Today’s session is mainly about the PID. I have a Gaggia Classic that had an Auber type PID in a very nice aluminium enclosure. I removed and replaced it with a Rex C100 PID, freeing up the Auber for this project. I had thought of fitting the Auber in a cutout in the front panel but have read that the PID doesn’t like heat and can go wonky when boiler is at steaming temperature, as I plan to only partially insulate the boiler I decided to mount the PID on the outside. The enclosure was too long to fit under the front panel so it had to be shortened to fit. It now fits but restricts movement of the steam arm, the arm will still ‘park’ over the drip tray and will swivel to the right for steaming so it’s all good.

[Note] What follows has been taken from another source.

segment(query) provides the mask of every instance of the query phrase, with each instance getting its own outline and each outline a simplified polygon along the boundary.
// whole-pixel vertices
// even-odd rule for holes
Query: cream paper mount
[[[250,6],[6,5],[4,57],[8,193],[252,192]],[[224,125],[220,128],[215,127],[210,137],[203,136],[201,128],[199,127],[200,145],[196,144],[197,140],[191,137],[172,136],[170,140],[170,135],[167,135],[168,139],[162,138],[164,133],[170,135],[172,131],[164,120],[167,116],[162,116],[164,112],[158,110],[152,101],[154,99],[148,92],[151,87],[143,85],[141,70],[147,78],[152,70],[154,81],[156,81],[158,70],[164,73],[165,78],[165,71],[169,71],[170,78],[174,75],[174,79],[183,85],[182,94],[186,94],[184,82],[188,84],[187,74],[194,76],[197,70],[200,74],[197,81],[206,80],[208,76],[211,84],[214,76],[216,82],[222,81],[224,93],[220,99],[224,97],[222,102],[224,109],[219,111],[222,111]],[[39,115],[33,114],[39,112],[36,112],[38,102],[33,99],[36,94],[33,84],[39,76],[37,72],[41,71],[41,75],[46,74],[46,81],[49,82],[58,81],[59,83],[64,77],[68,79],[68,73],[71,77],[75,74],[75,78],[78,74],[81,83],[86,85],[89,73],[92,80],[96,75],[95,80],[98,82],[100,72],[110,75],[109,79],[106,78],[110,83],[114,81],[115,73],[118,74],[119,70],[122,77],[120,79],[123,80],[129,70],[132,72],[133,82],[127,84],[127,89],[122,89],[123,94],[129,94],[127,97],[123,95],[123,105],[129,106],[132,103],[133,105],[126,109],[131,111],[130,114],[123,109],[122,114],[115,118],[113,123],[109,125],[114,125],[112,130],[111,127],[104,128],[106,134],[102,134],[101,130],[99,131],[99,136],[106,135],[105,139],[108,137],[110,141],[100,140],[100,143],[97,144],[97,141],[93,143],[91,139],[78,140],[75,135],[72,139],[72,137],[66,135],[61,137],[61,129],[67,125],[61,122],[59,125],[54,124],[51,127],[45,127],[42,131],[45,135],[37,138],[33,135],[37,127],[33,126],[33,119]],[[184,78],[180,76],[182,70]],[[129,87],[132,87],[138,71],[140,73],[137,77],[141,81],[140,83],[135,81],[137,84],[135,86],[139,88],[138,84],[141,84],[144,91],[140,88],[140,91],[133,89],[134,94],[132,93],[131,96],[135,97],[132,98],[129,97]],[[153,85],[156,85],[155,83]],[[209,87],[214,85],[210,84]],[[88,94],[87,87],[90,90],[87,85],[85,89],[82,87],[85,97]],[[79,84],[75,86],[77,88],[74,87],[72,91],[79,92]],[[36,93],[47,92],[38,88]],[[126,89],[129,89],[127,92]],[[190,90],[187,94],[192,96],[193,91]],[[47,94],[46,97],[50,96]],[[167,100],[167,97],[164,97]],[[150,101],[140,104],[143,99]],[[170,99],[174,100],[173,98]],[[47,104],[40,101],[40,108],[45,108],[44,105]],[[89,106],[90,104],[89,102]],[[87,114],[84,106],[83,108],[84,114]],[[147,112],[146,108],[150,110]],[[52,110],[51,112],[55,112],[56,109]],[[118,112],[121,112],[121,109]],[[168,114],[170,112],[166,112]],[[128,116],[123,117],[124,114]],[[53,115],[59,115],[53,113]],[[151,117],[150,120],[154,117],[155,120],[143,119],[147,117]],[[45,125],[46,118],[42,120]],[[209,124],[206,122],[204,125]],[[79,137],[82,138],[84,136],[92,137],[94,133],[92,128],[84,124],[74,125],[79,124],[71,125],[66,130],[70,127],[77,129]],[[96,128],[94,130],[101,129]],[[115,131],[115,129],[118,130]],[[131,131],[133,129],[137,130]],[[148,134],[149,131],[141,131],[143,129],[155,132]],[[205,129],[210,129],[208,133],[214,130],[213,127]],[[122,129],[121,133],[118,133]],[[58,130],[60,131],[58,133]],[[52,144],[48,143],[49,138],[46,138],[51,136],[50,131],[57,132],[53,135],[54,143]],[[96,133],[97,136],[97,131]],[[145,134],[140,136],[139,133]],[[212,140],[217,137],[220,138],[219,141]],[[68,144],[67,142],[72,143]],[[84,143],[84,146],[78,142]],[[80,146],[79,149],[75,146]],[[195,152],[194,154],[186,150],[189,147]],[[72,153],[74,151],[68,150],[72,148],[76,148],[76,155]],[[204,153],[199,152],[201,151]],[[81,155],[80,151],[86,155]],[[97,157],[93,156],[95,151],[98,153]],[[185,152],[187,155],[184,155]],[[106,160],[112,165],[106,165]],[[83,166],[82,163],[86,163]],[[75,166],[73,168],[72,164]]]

I spent a long time with the wiring, working out and making the new connections. The Auber pinout connections to the SSRs are different to the Rex and that caused some confusion. Fired it up and found that the steam switch didn’t do anything, I discovered that I had connected both outlets from the steam SSR to neutral points, one quick reconnection to a switched live point and all working, no harm done. I still retained the overheat cutout as a safety measure, I made sure that the power from steam SSR goes through the overheat cutout too. Spent some time getting the temperature offset right, I used a digital thermometer with the probe clamped to the top of the boiler next to the PT100 probe as the datum. So the PID display now (hopefully ) reads the actual temperature at the top of the boiler. The PID settings were still as for the Classic so there was a large temperature overrun, the alarm was set for 137c and I saw the temp overshoot to 155c. Once I get the insulation installed and the top cover on I’ll do an autotune. All good fun but if you don’t have wiring instructions and have to work things out, it takes a lot of time, you don’t want to blow anything up. Some of the plastic shrouds on the connections over the boiler crumbled due to years of heat, replaced with spares
Pleased to see that the front gauge works without flutter. I realised that if I keep the steam knob closed, operating the hot water dispense switch pressurises the system and you can read the brew pressure on the gauge, can’t do that on a Classic. Gauge reads a steady 10 bar, so allowing about 1 bar difference between pump connection and group head the pressure is about right. No leaks from steam valve, so old O rings still holding.
On the home straight now, should finish in the next session.